The world is a changed place. It is a cliché for sure, and no doubt in every generation a similar view would have been taken when looking back on how things “used to be”. But it really is different this time – really it is!
This point was driven home the other day. Whilst at a friend’s BBQ, I asked about 10 people there what they did for a living. I got varied responses from Quantity surveyor to accountant, and then a smattering of general commerce type roles. I then pushed a little harder to find out, day-to-day, what do they “actually” do. All except one of them spend their day in front of a computer screen. That is it – their contribution to society is to spend their working day in front of a computer.
No one fixed cars (well, one guy was a mechanic but in order to make my point, I will pretend he wasn’t there…), farmed, repaired shoes, built something, or did anything that had a tangible result you could see and touch at the end of the day. More so, at least 3 of the 10 people had been retrenched at some point within the last 4 years and had still found it difficult to secure employment. In fact, all but 2 of the 10 felt they had real job security and most of them did not enjoy what they did for a living. What a sad state of affairs!
This got me thinking. These were all tertiary educated individuals. When they decided to embark on their chosen careers, they did so on the “understanding” that education will see them through any tough times ahead. Their parents pushed this message as most of them did not have tertiary educated parents and as such, they had felt that their lives may have been different if his was not the case, ie, education leads to more opportunities. Further, most of them chose occupations based on what they were interested in. The guys that loved technology became computer geeks, the guys that loved commerce studied accounting, etc.

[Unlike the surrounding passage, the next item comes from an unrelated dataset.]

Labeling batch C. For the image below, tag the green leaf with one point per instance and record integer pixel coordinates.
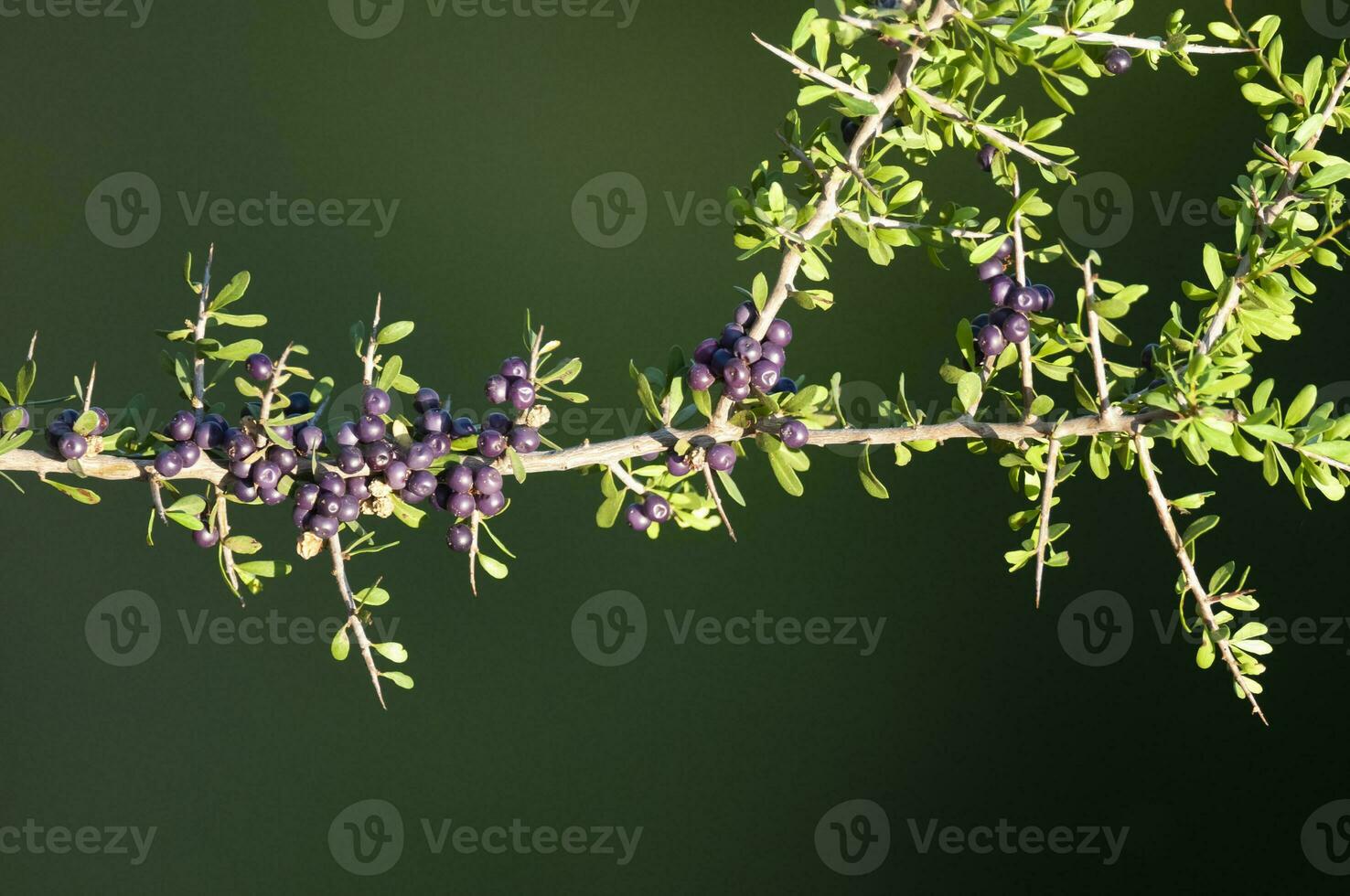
(393, 332)
(870, 482)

This was the common parental advice given out 20 years ago – get educated in a field you are interested in. Then the GFC hit and the world changed. Everyone lost all their money, thousands of jobs disappeared, and many of the skill sets held by many tertiary educated individuals, are no longer required by employees. Sure, this may change once again, but I think there was something fundamentally wrong with the financial system that broke it.
Now, I am not suggesting that education is a bad thing. By no means – education remains key to opening additional opportunities… but education no longer guarantees job certainty. In fact, the most job-secure members of our society now days seem to be those educated in a specific trade, ie, electricians, plumbers, mechanics, etc. These are people with a real skill. They can spend their day “actually” doing something tangible…. you can see the output of their effort.

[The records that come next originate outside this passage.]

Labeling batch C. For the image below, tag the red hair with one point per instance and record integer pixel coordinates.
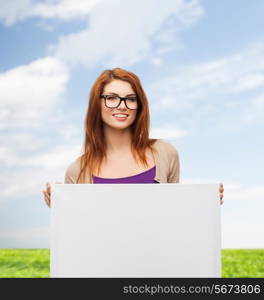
(94, 147)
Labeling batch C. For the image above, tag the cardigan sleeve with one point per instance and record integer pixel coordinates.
(174, 166)
(71, 173)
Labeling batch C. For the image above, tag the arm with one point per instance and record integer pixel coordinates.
(174, 173)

So what does all this mean? Well, I’m not sure exactly. One thing I do know is that when my kids ask me what they should do when they are older, I will not be so quick to say “well, you love technology so go study engineering”, or some such thing. Rather, I think I will try to guess what jobs might have longevity and provide good income and stability over the coming decades (crystal ball gazing at its best!). And then, I would perhaps advise that even if that is something they are not interested in, it is perhaps something they should consider. Because the reality is that the majority of the population do not enjoy what they do every day, but if it provides security and you can earn a good living from it, then you will be able to pursue the things that really interest you in your spare time…
Bad advice? Perhaps. Practical advice? Perhaps.